Three Amalgamated Transit Union (ATU) locals in and around Toronto find themselves in very different situations this weekend: one has ratified, one may go on strike and one may be seeing its right to strike evaporate.

In Guelph, 183 employees of Guelph Transit ratified an agreement by 60 per cent on January 30 and the city followed on February 7. The contract runs for three years from July 1, 2010 and provides 1.25 per cent in January and 1.5 per cent in July of 2011 and 2012, and a final 1.25 per cent in January of 2013. Modest improvements to benefits are also made.

In York Region, 150 drivers have a Monday strike deadline against Veolia Transportation Services, which operates the local portion of the VIVA transit system. The union’s demands include wages, which they claim are up to 30 per cent less than in neighbouring regional transit systems, and sick days.

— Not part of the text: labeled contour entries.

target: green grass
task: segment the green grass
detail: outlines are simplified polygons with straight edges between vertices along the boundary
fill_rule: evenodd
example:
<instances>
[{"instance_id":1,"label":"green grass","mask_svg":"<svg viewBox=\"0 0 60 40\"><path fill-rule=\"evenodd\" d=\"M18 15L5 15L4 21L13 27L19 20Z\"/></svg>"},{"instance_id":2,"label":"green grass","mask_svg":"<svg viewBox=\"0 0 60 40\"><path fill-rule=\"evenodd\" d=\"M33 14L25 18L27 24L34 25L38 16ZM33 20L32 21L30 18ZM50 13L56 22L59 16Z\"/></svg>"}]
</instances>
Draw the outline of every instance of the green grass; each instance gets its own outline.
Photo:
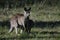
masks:
<instances>
[{"instance_id":1,"label":"green grass","mask_svg":"<svg viewBox=\"0 0 60 40\"><path fill-rule=\"evenodd\" d=\"M57 28L39 28L33 27L31 33L27 34L23 32L20 34L20 28L18 28L18 34L15 34L15 30L8 33L8 27L0 27L0 38L5 39L21 39L21 40L59 40L60 39L60 27Z\"/></svg>"},{"instance_id":2,"label":"green grass","mask_svg":"<svg viewBox=\"0 0 60 40\"><path fill-rule=\"evenodd\" d=\"M57 6L49 7L40 5L33 5L31 6L31 15L30 19L35 21L42 21L42 22L55 22L60 21L60 8ZM6 13L6 11L8 13ZM13 8L11 10L0 9L0 22L5 20L9 20L11 16L16 13L22 13L23 8ZM5 15L6 14L6 15ZM4 23L4 22L3 22ZM0 38L9 39L9 40L60 40L60 24L57 24L51 27L52 25L45 24L43 25L44 28L41 26L36 26L31 29L31 33L27 34L23 32L20 34L20 28L18 28L18 34L15 34L15 30L13 32L8 33L9 27L8 26L0 26ZM38 25L38 24L37 24ZM3 39L1 39L3 40Z\"/></svg>"}]
</instances>

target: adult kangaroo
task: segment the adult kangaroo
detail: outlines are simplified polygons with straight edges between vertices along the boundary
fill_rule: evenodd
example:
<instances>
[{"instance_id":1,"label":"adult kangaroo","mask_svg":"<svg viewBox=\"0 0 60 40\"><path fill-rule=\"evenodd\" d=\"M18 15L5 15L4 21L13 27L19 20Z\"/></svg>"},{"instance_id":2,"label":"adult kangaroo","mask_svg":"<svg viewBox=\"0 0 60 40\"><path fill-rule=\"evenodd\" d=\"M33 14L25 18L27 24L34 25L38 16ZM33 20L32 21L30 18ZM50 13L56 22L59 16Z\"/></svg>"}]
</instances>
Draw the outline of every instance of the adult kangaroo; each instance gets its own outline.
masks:
<instances>
[{"instance_id":1,"label":"adult kangaroo","mask_svg":"<svg viewBox=\"0 0 60 40\"><path fill-rule=\"evenodd\" d=\"M11 17L10 19L10 30L8 33L10 33L12 31L13 28L15 28L15 32L17 34L17 26L18 24L19 25L22 25L24 30L26 29L25 28L25 21L27 20L27 18L29 18L30 16L30 10L31 10L31 7L30 8L24 8L24 13L23 14L16 14L14 15L13 17ZM21 32L22 33L22 29L21 29Z\"/></svg>"}]
</instances>

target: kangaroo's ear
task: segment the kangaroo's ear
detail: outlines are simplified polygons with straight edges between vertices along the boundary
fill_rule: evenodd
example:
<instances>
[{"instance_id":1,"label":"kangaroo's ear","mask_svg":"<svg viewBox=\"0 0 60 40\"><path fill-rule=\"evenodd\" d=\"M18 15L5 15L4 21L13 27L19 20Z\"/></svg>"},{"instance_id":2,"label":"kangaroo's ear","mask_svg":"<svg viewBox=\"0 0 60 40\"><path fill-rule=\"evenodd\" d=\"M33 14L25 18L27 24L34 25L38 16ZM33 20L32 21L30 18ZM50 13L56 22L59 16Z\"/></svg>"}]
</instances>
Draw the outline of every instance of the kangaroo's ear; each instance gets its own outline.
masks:
<instances>
[{"instance_id":1,"label":"kangaroo's ear","mask_svg":"<svg viewBox=\"0 0 60 40\"><path fill-rule=\"evenodd\" d=\"M31 7L28 10L31 10Z\"/></svg>"},{"instance_id":2,"label":"kangaroo's ear","mask_svg":"<svg viewBox=\"0 0 60 40\"><path fill-rule=\"evenodd\" d=\"M26 7L24 7L24 10L25 10L25 11L27 11L27 8L26 8Z\"/></svg>"}]
</instances>

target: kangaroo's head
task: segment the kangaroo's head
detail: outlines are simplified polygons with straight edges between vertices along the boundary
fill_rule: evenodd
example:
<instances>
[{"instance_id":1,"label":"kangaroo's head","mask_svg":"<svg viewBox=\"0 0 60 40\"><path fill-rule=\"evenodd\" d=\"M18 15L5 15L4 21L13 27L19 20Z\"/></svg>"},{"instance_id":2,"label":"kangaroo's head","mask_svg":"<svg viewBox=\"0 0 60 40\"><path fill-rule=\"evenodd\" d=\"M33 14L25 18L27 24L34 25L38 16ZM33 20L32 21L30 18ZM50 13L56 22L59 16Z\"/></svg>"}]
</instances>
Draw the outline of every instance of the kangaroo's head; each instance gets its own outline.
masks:
<instances>
[{"instance_id":1,"label":"kangaroo's head","mask_svg":"<svg viewBox=\"0 0 60 40\"><path fill-rule=\"evenodd\" d=\"M31 7L30 8L24 8L24 16L25 17L29 17L30 16L30 11L31 11Z\"/></svg>"}]
</instances>

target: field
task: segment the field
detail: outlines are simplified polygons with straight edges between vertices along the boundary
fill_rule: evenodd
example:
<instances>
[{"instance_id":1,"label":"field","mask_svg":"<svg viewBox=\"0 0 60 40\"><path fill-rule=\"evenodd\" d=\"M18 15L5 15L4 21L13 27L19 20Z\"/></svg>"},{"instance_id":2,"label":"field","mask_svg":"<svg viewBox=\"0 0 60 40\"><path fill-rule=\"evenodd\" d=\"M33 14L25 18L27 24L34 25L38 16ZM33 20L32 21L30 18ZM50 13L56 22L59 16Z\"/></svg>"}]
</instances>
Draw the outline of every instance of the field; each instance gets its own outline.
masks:
<instances>
[{"instance_id":1,"label":"field","mask_svg":"<svg viewBox=\"0 0 60 40\"><path fill-rule=\"evenodd\" d=\"M17 35L15 34L15 31L8 33L10 25L6 20L9 20L9 18L17 12L21 13L23 8L13 8L11 10L6 10L8 12L7 14L5 13L6 11L4 11L5 9L0 9L1 40L60 40L59 7L40 7L38 5L33 5L31 9L30 19L34 22L34 25L31 28L31 33L28 34L23 32L20 34L20 28L18 28Z\"/></svg>"}]
</instances>

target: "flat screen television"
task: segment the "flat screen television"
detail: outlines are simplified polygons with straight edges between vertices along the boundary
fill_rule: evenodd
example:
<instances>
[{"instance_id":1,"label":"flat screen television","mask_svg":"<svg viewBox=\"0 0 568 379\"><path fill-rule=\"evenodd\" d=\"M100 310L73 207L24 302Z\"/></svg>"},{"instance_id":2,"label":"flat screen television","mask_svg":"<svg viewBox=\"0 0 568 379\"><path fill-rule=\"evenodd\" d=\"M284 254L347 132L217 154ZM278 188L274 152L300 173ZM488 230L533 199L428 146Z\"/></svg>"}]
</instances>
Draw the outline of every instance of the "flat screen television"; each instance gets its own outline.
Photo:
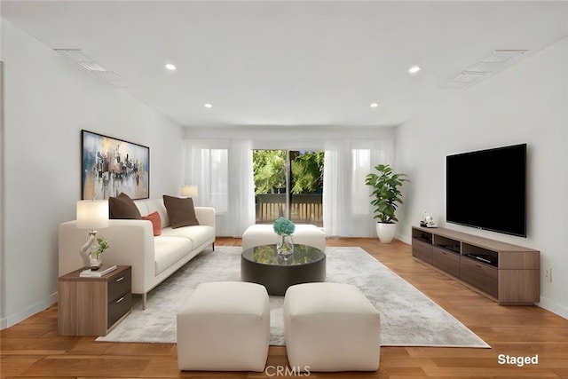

And, on February 10, the Toronto Transit Commission rejected the ATU’s no-strike offer for negotiations to renew a collective agreement expiring on March 31. Instead, the TTC is demanding that the union voluntarily give up its right to strike permanently.

A bill to declare the TTC an essential service could be introduced in the Legislature as soon as February 22. The ATU’s stated purpose in making the no-strike offer is to allow full debate on the bill, something they argue could not happen if it was forced through before the contract expiry.

ATU Local 113 president Bob Kinnear reacted to the move angrily, calling it “intentionally provocative.” “The City’s position is unreasonable in the extreme and they know it.”